Three legal cases reported in early October describe the alleged circumstances leading to defamation lawsuits filed by prescribers against a pharmacy. These three unrelated lawsuits from Indiana, Pennsylvania, and Virginia all alleged that pharmacists who refused prescriptions also made defamatory statements to patients about the prescriber. 

In each of the lawsuits, the pharmacy argued that the case should be dismissed based on a “qualified privilege” of the pharmacist to discuss drug therapy with a patient. In each lawsuit, the court refused to dismiss the case. This does not mean the pharmacies will ultimately lose. It does mean that criticizing a prescriber when refusing an opioid prescription may expose a pharmacist and/or pharmacy to liability for defamation.


In the Virginia case, pharmacists who refused a physician’s opioid prescriptions allegedly made critical statements about the physician, such as “He is bad news,” “He writes too much pain pills and it’s against the law,” and “Your doctor won’t be in business much longer.”

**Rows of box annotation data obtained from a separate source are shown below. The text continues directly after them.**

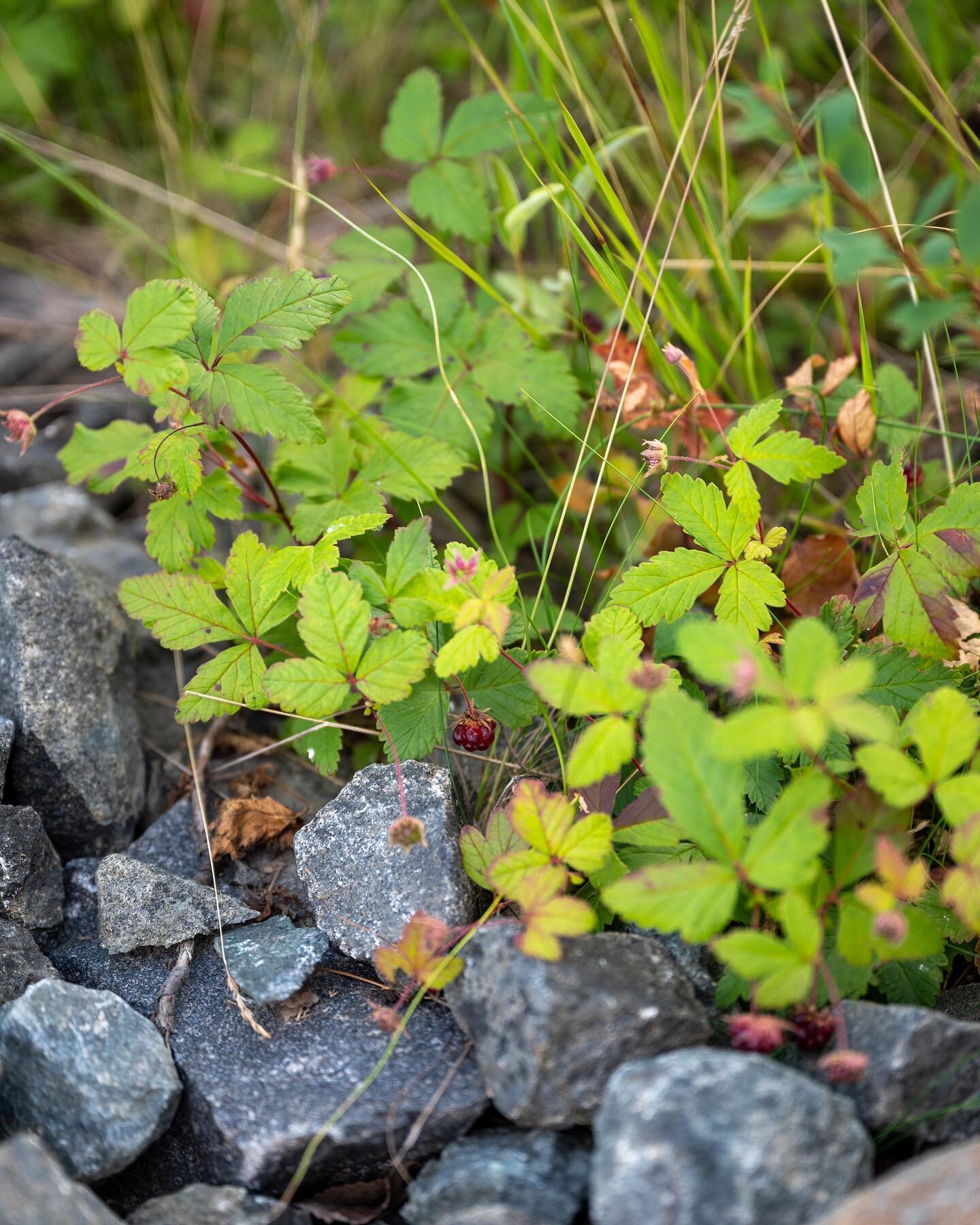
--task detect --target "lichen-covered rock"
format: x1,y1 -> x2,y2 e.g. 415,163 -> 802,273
838,1000 -> 980,1144
0,536 -> 146,859
813,1141 -> 980,1225
589,1047 -> 873,1225
402,1128 -> 589,1225
101,942 -> 487,1208
126,1182 -> 310,1225
0,979 -> 180,1182
0,1132 -> 119,1225
0,919 -> 58,1004
0,804 -> 65,928
446,928 -> 709,1127
293,761 -> 480,962
95,855 -> 256,953
214,915 -> 328,1003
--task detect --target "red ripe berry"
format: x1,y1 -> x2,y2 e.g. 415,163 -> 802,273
452,710 -> 497,753
789,1008 -> 836,1051
725,1012 -> 787,1055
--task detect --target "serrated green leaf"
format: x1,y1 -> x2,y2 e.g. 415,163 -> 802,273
381,69 -> 442,163
75,310 -> 122,370
187,361 -> 323,442
715,550 -> 787,631
643,689 -> 745,864
119,574 -> 244,651
742,770 -> 830,891
216,268 -> 350,358
602,862 -> 738,941
408,158 -> 490,242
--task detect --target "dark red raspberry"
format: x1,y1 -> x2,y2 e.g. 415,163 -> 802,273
452,710 -> 497,753
789,1008 -> 836,1051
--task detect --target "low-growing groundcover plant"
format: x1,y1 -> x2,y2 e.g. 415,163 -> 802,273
6,26 -> 980,1102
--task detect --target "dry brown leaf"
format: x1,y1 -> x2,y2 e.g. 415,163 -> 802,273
819,353 -> 858,395
781,536 -> 860,616
211,795 -> 303,859
834,387 -> 879,456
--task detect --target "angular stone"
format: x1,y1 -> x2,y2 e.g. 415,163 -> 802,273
589,1046 -> 873,1225
0,1132 -> 120,1225
126,1182 -> 310,1225
838,1000 -> 980,1144
813,1141 -> 980,1225
0,919 -> 58,1004
95,855 -> 256,953
402,1128 -> 589,1225
0,804 -> 65,928
214,915 -> 328,1003
0,536 -> 146,859
0,719 -> 14,800
0,979 -> 180,1182
446,928 -> 709,1127
101,943 -> 487,1208
293,761 -> 481,962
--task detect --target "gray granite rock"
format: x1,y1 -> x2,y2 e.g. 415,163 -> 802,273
95,855 -> 256,953
0,536 -> 146,859
101,943 -> 487,1208
0,804 -> 65,928
815,1141 -> 980,1225
402,1128 -> 589,1225
126,1182 -> 310,1225
214,915 -> 328,1003
293,761 -> 481,962
838,1000 -> 980,1144
446,928 -> 709,1127
0,719 -> 14,800
0,919 -> 58,1004
589,1047 -> 873,1225
0,979 -> 180,1182
0,1132 -> 120,1225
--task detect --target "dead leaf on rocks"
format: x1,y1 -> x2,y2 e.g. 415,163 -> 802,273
781,536 -> 860,616
211,795 -> 303,859
834,387 -> 879,456
819,353 -> 858,395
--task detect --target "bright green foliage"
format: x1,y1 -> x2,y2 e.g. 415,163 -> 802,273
854,456 -> 980,659
610,473 -> 787,631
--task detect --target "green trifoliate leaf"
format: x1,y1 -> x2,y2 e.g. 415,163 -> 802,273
381,69 -> 442,163
187,361 -> 323,442
710,550 -> 787,631
602,864 -> 738,941
58,419 -> 153,493
119,574 -> 244,651
643,689 -> 755,862
214,268 -> 350,358
609,549 -> 725,625
408,158 -> 490,242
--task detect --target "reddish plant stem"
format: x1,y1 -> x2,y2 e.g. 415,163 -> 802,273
31,375 -> 122,421
229,430 -> 295,539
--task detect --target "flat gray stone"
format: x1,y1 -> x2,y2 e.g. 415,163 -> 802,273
0,919 -> 58,1004
126,1182 -> 310,1225
836,1000 -> 980,1144
446,928 -> 709,1127
0,536 -> 146,859
214,915 -> 329,1003
402,1128 -> 589,1225
589,1046 -> 873,1225
0,719 -> 14,800
95,855 -> 256,953
293,761 -> 481,962
0,979 -> 181,1182
0,1132 -> 120,1225
0,804 -> 65,928
101,942 -> 487,1208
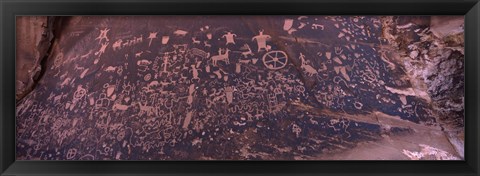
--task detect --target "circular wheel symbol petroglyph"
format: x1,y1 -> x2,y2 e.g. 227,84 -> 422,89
262,51 -> 288,70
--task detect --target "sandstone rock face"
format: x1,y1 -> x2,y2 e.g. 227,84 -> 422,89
17,16 -> 464,160
15,16 -> 53,101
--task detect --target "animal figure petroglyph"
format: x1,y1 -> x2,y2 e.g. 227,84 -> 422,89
95,42 -> 109,57
222,32 -> 237,45
191,65 -> 202,80
95,28 -> 110,44
112,39 -> 123,51
211,48 -> 230,66
136,102 -> 157,116
112,103 -> 129,111
148,32 -> 158,47
192,37 -> 200,44
242,44 -> 253,58
252,30 -> 272,52
189,48 -> 210,59
173,29 -> 188,36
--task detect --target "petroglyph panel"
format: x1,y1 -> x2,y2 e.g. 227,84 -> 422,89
17,16 -> 463,160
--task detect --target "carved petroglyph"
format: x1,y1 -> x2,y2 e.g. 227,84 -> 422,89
252,30 -> 272,52
95,28 -> 110,44
211,48 -> 230,66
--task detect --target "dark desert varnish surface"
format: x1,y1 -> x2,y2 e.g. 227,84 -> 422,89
17,16 -> 463,160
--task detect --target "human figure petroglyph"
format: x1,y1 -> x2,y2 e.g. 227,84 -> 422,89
95,28 -> 110,44
190,65 -> 202,81
173,29 -> 188,37
334,46 -> 343,55
300,53 -> 318,76
192,37 -> 200,44
312,24 -> 325,30
187,84 -> 195,106
241,43 -> 254,58
112,39 -> 123,51
137,59 -> 152,72
189,48 -> 210,59
95,93 -> 111,109
147,32 -> 158,47
135,51 -> 143,58
252,29 -> 272,52
222,32 -> 237,45
133,34 -> 143,44
135,102 -> 157,116
95,42 -> 109,57
211,48 -> 230,66
225,86 -> 235,104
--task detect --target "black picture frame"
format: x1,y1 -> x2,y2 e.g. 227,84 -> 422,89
0,0 -> 480,176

In the Indiana case, the pharmacists refusing a physician’s opioid prescriptions allegedly said that the prescriber “operates a pill mill,” “is a murderer,” and “has been or soon will be arrested.”

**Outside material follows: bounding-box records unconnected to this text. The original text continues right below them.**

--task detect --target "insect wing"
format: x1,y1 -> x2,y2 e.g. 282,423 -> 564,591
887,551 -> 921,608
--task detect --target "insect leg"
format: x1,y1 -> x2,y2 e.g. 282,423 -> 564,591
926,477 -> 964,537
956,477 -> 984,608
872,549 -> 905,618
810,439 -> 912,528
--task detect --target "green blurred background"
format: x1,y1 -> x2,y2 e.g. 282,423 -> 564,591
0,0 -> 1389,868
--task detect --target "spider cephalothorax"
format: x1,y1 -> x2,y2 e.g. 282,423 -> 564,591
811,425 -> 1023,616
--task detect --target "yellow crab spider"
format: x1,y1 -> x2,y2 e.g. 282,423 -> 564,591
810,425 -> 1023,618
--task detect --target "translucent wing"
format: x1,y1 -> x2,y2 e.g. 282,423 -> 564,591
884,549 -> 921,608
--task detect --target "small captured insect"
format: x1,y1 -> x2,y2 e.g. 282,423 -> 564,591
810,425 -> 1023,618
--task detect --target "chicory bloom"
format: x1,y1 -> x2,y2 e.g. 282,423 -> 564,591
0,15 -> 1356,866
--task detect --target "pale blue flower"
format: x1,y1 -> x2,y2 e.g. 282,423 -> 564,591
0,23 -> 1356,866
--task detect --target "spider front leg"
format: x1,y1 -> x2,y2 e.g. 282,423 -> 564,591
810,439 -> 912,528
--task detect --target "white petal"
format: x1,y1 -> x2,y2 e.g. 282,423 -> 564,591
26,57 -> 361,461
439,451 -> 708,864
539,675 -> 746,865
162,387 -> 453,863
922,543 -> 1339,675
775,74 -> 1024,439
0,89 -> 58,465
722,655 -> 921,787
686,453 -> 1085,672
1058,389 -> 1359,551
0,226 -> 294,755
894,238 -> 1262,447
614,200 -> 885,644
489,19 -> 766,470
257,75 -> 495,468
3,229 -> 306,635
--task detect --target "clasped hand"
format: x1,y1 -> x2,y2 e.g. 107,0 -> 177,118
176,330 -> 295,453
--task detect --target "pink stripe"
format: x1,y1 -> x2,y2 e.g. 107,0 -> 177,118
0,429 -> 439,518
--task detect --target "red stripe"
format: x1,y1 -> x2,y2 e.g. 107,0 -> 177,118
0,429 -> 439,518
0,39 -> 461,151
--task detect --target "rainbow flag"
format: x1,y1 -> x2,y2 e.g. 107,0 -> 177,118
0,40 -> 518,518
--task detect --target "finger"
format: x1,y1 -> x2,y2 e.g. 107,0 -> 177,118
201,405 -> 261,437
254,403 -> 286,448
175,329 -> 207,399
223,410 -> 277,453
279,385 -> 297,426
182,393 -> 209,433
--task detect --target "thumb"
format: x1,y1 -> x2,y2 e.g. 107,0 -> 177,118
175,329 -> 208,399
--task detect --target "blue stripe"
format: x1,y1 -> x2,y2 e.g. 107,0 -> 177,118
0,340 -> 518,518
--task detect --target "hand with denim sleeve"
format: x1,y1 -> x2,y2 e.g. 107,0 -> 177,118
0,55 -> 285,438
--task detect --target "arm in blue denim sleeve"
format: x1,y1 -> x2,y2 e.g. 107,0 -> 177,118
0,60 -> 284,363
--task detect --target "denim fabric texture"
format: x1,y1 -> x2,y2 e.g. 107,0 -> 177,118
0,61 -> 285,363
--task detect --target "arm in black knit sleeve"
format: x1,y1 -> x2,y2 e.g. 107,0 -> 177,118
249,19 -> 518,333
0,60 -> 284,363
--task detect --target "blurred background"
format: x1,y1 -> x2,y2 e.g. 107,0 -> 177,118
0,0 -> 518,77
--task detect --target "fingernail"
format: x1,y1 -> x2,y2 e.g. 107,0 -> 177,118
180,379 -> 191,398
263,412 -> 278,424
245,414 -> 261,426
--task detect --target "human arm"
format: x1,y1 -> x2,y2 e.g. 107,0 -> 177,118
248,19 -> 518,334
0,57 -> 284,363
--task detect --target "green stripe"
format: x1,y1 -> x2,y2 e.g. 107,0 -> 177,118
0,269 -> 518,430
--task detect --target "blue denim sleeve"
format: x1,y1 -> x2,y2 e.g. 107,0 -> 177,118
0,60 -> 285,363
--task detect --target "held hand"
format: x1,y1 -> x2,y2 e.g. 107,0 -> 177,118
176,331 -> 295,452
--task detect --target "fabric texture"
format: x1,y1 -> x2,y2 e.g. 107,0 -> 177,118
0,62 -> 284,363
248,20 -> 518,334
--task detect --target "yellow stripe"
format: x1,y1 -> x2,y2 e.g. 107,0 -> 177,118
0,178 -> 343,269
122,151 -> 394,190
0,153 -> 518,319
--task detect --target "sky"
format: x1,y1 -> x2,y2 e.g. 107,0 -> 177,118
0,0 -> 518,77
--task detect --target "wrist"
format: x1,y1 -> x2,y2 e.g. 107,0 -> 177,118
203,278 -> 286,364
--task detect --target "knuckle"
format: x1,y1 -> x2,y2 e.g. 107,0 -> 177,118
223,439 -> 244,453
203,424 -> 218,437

In the Pennsylvania case, the pharmacists are alleged to have said that the prescriber “is an irresponsible doctor who just writes scripts and probably does very little treating,” “is being investigated by the DEA [U.S. Drug Enforcement Administration],” and that “nobody in the area fills his prescriptions.”

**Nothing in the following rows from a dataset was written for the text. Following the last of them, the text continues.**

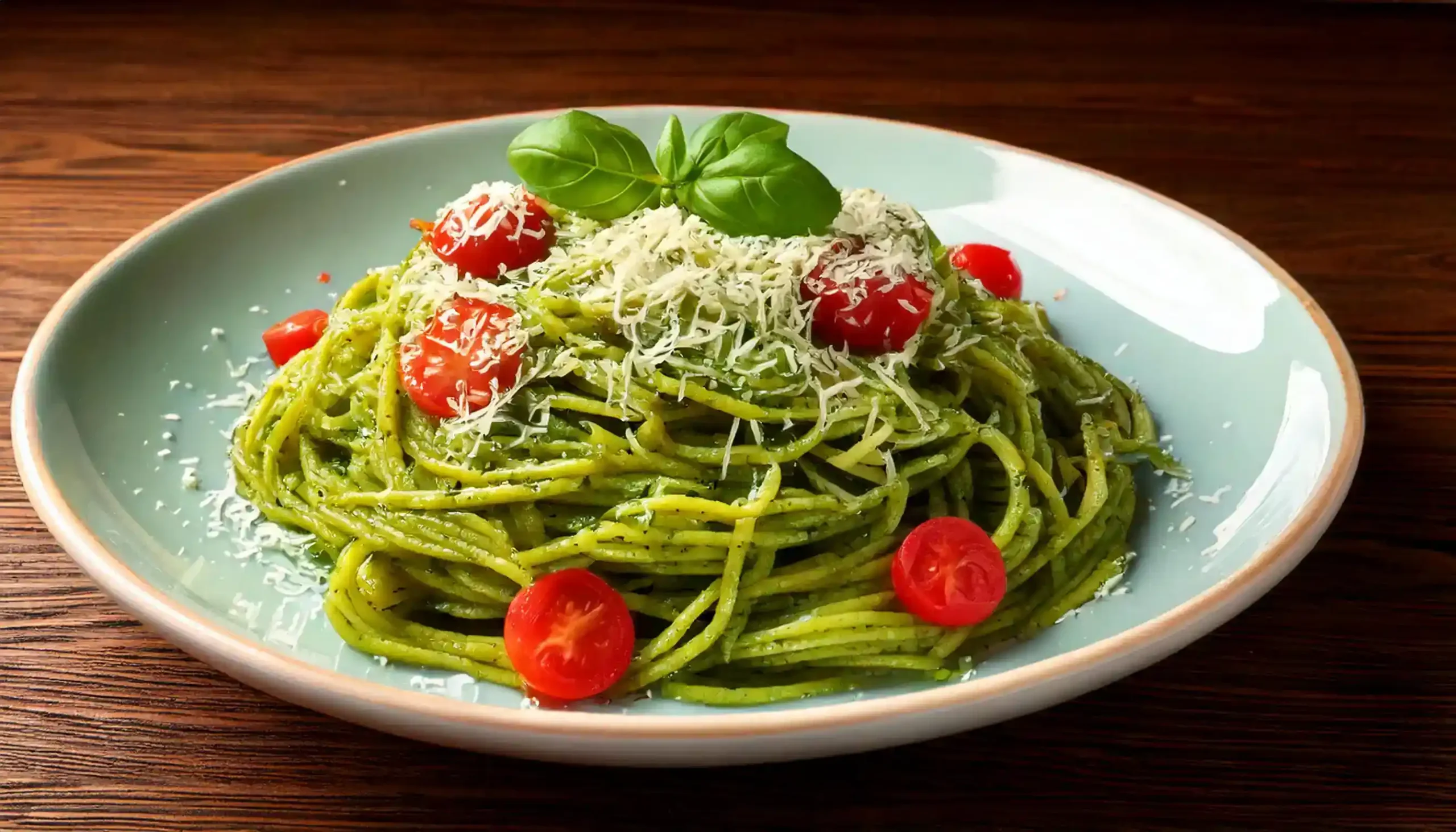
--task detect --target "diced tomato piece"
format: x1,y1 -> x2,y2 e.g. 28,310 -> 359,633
425,188 -> 556,278
505,568 -> 635,699
399,297 -> 526,418
263,309 -> 329,367
890,518 -> 1006,627
951,243 -> 1022,299
799,241 -> 935,353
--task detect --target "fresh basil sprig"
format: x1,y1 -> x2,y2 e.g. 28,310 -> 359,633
507,111 -> 840,238
505,109 -> 667,220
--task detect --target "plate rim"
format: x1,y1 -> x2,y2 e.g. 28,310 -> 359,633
10,104 -> 1366,740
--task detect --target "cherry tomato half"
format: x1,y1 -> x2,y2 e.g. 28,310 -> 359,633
263,309 -> 329,367
951,243 -> 1021,297
890,518 -> 1006,627
427,189 -> 556,278
799,241 -> 933,353
399,297 -> 524,418
505,568 -> 635,699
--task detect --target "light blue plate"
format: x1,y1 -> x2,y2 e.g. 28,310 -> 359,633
13,106 -> 1363,765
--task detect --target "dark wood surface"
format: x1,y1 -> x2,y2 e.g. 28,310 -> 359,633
0,2 -> 1456,830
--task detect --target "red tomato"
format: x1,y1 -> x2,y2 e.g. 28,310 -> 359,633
799,241 -> 933,353
263,309 -> 329,367
951,243 -> 1021,297
890,518 -> 1006,627
399,297 -> 523,418
427,189 -> 556,278
505,568 -> 635,699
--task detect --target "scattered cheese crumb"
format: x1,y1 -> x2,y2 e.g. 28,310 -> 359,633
1198,485 -> 1233,506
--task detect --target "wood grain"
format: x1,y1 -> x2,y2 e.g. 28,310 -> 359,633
0,2 -> 1456,830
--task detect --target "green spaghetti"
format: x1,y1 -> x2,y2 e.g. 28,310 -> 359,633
231,113 -> 1180,705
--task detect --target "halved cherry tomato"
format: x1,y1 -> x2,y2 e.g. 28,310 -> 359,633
799,241 -> 933,353
263,309 -> 329,367
951,243 -> 1021,297
890,518 -> 1006,627
427,189 -> 556,278
399,297 -> 524,418
505,568 -> 635,699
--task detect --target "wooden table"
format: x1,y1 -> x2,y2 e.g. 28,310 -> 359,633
0,0 -> 1456,830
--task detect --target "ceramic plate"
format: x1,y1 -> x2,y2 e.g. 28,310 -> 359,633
13,106 -> 1363,765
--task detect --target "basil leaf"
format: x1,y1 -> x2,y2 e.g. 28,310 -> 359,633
657,115 -> 687,182
687,112 -> 789,171
505,109 -> 664,220
677,139 -> 842,238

In all three cases, the defendant pharmacies filed a motion to dismiss the cases based on the “pharmacist–patient qualified privilege.” A qualified privilege recognizes that pharmacists have a primary duty to patients and that this duty requires communicating essential information about drug therapy to patients. At times, essential information may reflect negatively on the prescriber. A qualified privilege negates the element of malice that is essential to a defamation lawsuit. To qualify for the privilege, statements made must be (1) in good faith, (2) intended to uphold a legitimate interest, (3) limited in scope and purpose, (4) made on a proper occasion, and (5) made in a proper manner to appropriate parties.

In all three cases, the courts ruled that the facts had not been sufficiently developed to determine whether dismissal was appropriate on the basis of the qualified privilege. All three cases will continue to be litigated.


The refusal of an opioid prescription is, in itself, a significant statement about the prescriber and the concerns a pharmacist has about the prescription. Patients will often want to know why a prescription is refused, although they likely can infer the reason from the circumstances.

As the cases reviewed here suggest, it is potentially defamatory for pharmacists to make critical statements about prescribers when patients ask why an opioid prescription has been refused. Any temptation to criticize the prescriber should be resisted under these circumstances. The better response may be to defer to company policy and simply say, “We can’t honor this prescription based on company policy.” This incomplete explanation could be frustrating for both the patient and the pharmacist, but it is necessary given the possibility that patients will misconstrue even the most benign statements made about the prescriber. 

Based on: Mimms v CVS Pharmacy, Inc., 2015 U.S.Dist LEXIS (S.D.Ind. October 1, 2015), Goulmaine v CVS Pharmacy, Inc., 2015 U.S.Dist LEXIS 138359 (E.D.Vir. October 9, 2015), Yarus v Walgreen Co., 2015 U.S.Dist LEXIS 140562 (E.D.Pa. October 9, 2015).